Saturday, November 19, 2011

Villages, Mountains and Buses

In my haste to post my last blog, I managed to forget a very important story. As we were buying our return bus tickets, I'm minding my own business paying for my ticket, when suddenly, I am being elbowed out of the way by a short elderly woman. Apparently she felt no need to follow line rules. The lady at the counter yelled at her in Korean. I do not need to understand Korean to know that she was saying "Wait your turn, crazy woman."

Just a forewarning, if this post is incomprehensible, it is due to the horrific cold I have caught from one of my students that is making me live in a fog of illness. You know what I mean. I have also discovered that I am sick in Seoul, it leads to excessive eye-watering. I have no idea what that's about. When I was sick at the end of September, it happened, too...I had a student ask me today if I was crying. And I'm sure my Korean teacher thought I was weeping in frustration on Friday when I was feeling frustrated and my eyes chose that exact moment to water excessively. How embarrassing.

Anyway, back to Andong.

We bought some waffles across the street, then took a cab to Hahoe Village. According to someone in our group, who will not be mentioned, the Hahoe Village was very close and would be a cheap cab ride. It was extremely far away and cost 30,000 won. ($30). Oops.

Here's some information about the village: It is a (very) traditional village. Apparently it dates back to the Joseon Dynasty (16th Century). According to Wikipedia, it is a "one-clan community. The village is notable because it has preserved many of its original structures, such as the village Confucian school and other buildings, and maintains folk arts such as the Hahoe Mask Dance Drama, which is a shamanist rite honoring the communal spirits of the village." (Random story: My students told me that when they visit the graves of their family members, they pray to them. They also poor Soju (a very strong Korean alcohol) onto the grave, because the dead family members like drinking Soju)

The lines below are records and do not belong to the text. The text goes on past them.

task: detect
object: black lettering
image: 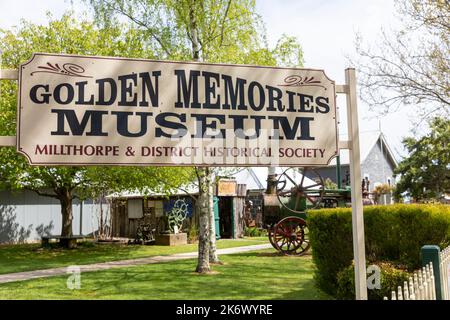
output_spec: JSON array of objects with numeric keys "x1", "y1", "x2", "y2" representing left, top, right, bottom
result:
[
  {"x1": 30, "y1": 84, "x2": 52, "y2": 104},
  {"x1": 316, "y1": 97, "x2": 330, "y2": 113},
  {"x1": 248, "y1": 81, "x2": 266, "y2": 111},
  {"x1": 95, "y1": 78, "x2": 117, "y2": 106},
  {"x1": 118, "y1": 73, "x2": 137, "y2": 106},
  {"x1": 53, "y1": 83, "x2": 74, "y2": 104},
  {"x1": 111, "y1": 111, "x2": 152, "y2": 137},
  {"x1": 139, "y1": 71, "x2": 161, "y2": 107},
  {"x1": 75, "y1": 81, "x2": 94, "y2": 105},
  {"x1": 269, "y1": 116, "x2": 315, "y2": 140},
  {"x1": 222, "y1": 74, "x2": 247, "y2": 110},
  {"x1": 175, "y1": 70, "x2": 200, "y2": 108},
  {"x1": 266, "y1": 86, "x2": 285, "y2": 111},
  {"x1": 191, "y1": 114, "x2": 225, "y2": 138},
  {"x1": 155, "y1": 112, "x2": 187, "y2": 138},
  {"x1": 51, "y1": 109, "x2": 108, "y2": 136},
  {"x1": 297, "y1": 93, "x2": 314, "y2": 112},
  {"x1": 202, "y1": 71, "x2": 220, "y2": 109}
]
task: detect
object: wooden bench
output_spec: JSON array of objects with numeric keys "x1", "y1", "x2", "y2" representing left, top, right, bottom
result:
[{"x1": 41, "y1": 235, "x2": 86, "y2": 249}]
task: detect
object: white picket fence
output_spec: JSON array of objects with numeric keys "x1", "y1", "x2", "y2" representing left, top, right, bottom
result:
[
  {"x1": 440, "y1": 246, "x2": 450, "y2": 300},
  {"x1": 384, "y1": 262, "x2": 436, "y2": 300}
]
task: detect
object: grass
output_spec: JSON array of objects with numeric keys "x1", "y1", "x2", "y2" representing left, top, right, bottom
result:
[
  {"x1": 0, "y1": 249, "x2": 329, "y2": 300},
  {"x1": 0, "y1": 237, "x2": 268, "y2": 274}
]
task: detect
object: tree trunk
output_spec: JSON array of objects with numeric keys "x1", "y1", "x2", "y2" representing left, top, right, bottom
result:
[
  {"x1": 58, "y1": 189, "x2": 73, "y2": 237},
  {"x1": 208, "y1": 177, "x2": 220, "y2": 263},
  {"x1": 195, "y1": 167, "x2": 211, "y2": 273}
]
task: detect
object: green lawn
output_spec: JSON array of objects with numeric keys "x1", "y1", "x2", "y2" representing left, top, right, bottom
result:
[
  {"x1": 0, "y1": 237, "x2": 268, "y2": 274},
  {"x1": 0, "y1": 249, "x2": 329, "y2": 300}
]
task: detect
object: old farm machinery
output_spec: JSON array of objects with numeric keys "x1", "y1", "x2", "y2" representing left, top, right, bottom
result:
[{"x1": 263, "y1": 167, "x2": 351, "y2": 255}]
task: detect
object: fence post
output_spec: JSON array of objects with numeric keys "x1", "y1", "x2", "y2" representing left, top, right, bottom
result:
[{"x1": 420, "y1": 245, "x2": 442, "y2": 300}]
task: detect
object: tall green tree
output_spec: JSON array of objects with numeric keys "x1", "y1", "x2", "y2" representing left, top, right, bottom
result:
[
  {"x1": 353, "y1": 0, "x2": 450, "y2": 122},
  {"x1": 0, "y1": 12, "x2": 192, "y2": 242},
  {"x1": 86, "y1": 0, "x2": 303, "y2": 273},
  {"x1": 395, "y1": 118, "x2": 450, "y2": 201}
]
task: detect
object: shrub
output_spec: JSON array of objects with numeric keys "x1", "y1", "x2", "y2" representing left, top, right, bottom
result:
[
  {"x1": 336, "y1": 262, "x2": 410, "y2": 300},
  {"x1": 187, "y1": 225, "x2": 198, "y2": 243},
  {"x1": 244, "y1": 227, "x2": 267, "y2": 237},
  {"x1": 308, "y1": 204, "x2": 450, "y2": 295}
]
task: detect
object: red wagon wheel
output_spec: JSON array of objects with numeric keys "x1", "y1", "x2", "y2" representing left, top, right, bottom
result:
[
  {"x1": 276, "y1": 167, "x2": 325, "y2": 214},
  {"x1": 269, "y1": 217, "x2": 310, "y2": 255}
]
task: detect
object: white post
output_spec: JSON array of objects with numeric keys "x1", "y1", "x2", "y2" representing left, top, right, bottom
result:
[{"x1": 345, "y1": 68, "x2": 367, "y2": 300}]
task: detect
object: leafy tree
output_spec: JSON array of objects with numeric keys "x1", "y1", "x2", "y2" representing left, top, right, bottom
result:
[
  {"x1": 0, "y1": 12, "x2": 192, "y2": 242},
  {"x1": 85, "y1": 0, "x2": 303, "y2": 272},
  {"x1": 353, "y1": 0, "x2": 450, "y2": 120},
  {"x1": 395, "y1": 118, "x2": 450, "y2": 201}
]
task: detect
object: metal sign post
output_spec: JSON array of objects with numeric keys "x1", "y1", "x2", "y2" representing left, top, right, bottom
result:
[
  {"x1": 336, "y1": 68, "x2": 367, "y2": 300},
  {"x1": 0, "y1": 54, "x2": 367, "y2": 300}
]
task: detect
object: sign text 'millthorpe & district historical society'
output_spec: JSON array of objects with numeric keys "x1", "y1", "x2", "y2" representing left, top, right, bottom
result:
[{"x1": 17, "y1": 53, "x2": 338, "y2": 166}]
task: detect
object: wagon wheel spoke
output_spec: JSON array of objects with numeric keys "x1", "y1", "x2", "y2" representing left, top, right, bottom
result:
[
  {"x1": 277, "y1": 180, "x2": 287, "y2": 191},
  {"x1": 305, "y1": 194, "x2": 317, "y2": 206},
  {"x1": 284, "y1": 173, "x2": 297, "y2": 186},
  {"x1": 299, "y1": 167, "x2": 308, "y2": 187},
  {"x1": 304, "y1": 183, "x2": 322, "y2": 189},
  {"x1": 278, "y1": 190, "x2": 292, "y2": 197},
  {"x1": 294, "y1": 193, "x2": 300, "y2": 210}
]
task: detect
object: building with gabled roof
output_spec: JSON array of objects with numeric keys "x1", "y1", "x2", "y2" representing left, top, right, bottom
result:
[{"x1": 306, "y1": 131, "x2": 398, "y2": 191}]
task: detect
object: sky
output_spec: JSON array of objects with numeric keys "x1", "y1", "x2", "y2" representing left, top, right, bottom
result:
[{"x1": 0, "y1": 0, "x2": 422, "y2": 160}]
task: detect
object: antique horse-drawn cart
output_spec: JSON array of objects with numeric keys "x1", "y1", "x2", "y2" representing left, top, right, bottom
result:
[{"x1": 263, "y1": 167, "x2": 350, "y2": 255}]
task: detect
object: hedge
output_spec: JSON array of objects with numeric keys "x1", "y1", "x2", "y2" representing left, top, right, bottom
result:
[{"x1": 308, "y1": 204, "x2": 450, "y2": 296}]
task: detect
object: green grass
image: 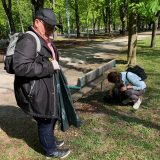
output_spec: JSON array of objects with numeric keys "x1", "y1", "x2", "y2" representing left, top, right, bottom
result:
[{"x1": 0, "y1": 36, "x2": 160, "y2": 160}]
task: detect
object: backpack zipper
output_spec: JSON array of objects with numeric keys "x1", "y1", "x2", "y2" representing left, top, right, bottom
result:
[{"x1": 28, "y1": 80, "x2": 36, "y2": 98}]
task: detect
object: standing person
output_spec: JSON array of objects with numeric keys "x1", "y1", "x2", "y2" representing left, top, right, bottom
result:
[
  {"x1": 107, "y1": 72, "x2": 146, "y2": 109},
  {"x1": 13, "y1": 8, "x2": 70, "y2": 158}
]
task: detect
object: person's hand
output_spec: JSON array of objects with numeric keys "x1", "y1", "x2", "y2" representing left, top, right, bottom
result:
[
  {"x1": 127, "y1": 84, "x2": 133, "y2": 89},
  {"x1": 51, "y1": 60, "x2": 60, "y2": 70},
  {"x1": 120, "y1": 86, "x2": 127, "y2": 92}
]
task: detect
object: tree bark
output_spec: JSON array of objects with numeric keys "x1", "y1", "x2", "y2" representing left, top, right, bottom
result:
[
  {"x1": 151, "y1": 17, "x2": 158, "y2": 48},
  {"x1": 75, "y1": 0, "x2": 80, "y2": 38},
  {"x1": 127, "y1": 9, "x2": 137, "y2": 66},
  {"x1": 119, "y1": 0, "x2": 127, "y2": 35}
]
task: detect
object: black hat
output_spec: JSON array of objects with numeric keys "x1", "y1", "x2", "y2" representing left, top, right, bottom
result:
[{"x1": 35, "y1": 8, "x2": 57, "y2": 26}]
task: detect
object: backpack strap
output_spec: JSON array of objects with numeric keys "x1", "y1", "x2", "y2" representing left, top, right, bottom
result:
[{"x1": 26, "y1": 31, "x2": 41, "y2": 56}]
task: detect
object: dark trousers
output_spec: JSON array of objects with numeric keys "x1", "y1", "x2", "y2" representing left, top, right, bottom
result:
[
  {"x1": 34, "y1": 117, "x2": 57, "y2": 155},
  {"x1": 125, "y1": 89, "x2": 145, "y2": 103}
]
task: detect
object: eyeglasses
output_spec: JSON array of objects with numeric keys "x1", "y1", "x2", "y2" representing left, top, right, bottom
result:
[{"x1": 39, "y1": 20, "x2": 56, "y2": 31}]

We arrived at the Hahoe Village. It is very picturesque:

We didn't find that til a bit later, though. First, we arrived here:
Me taking creepy pictures of the children as usual.

We bought our entrance tickets, then walked the wrong direction through all the fake-really cool buildings and about 2 minutes later accidentally exited the area. While looking at our map, we realized that the village was rather large and we might be in the wrong spot. So we asked for directions, then hiked our way along a beautiful path on our way to the river. Along the way we saw this interesting trash can:

Look how picturesque the path is!

Just kidding, look here:

No, really, it actually was picturesque.

After approximately a mile of me getting my shoes very dirty and tripping a lot, we arrived at the village, which was in an extremely beautiful location, so of course I took tons of pictures:

Oh, I forgot to tell you, people still live here. In droves. It would be very difficult to live in a place that people come to visit all the time, but there they were, with their shoes and belongings outside, living in houses, going about their farming and daily lives, while we looked in all their windows.

Ok, we didn't look in their windows, but practically.

We wandered about, taking pictures of all the interesting, historical buildings. We also went over to the river and took pictures again. My pictures are a little out of order, but they're still cool and you can still see all the interesting things. Here is my commentary:

Here's some rice pots. Perhaps they were actually alcohol pots. I cannot be sure.
Here's a giant swing.
A cool rock.

Me standing awkwardly at a door. And again at a staircase. With my purse.
A cool flower.
Rice-wine bottles, I believe
Even after all my pictures, I have absolutely no idea what that plant is, but I think it's rice.

We wandered until the sun was setting, then took the bus back to the bus station to head home. I planned on napping on the way home again, but was wide awake for some reason. It might have been my inability to stay awake on the way there. Oops. Oh and we got some food at the station:

Doesn't that all sound appetizing?


  1. LOVE the pictures ... so glad you could get out and explore.

  2. You are certainly exploring the area. Thanks for sharing all the photos, it really helps to see the area and how people live. You are making the world open to us here!!! Thanks.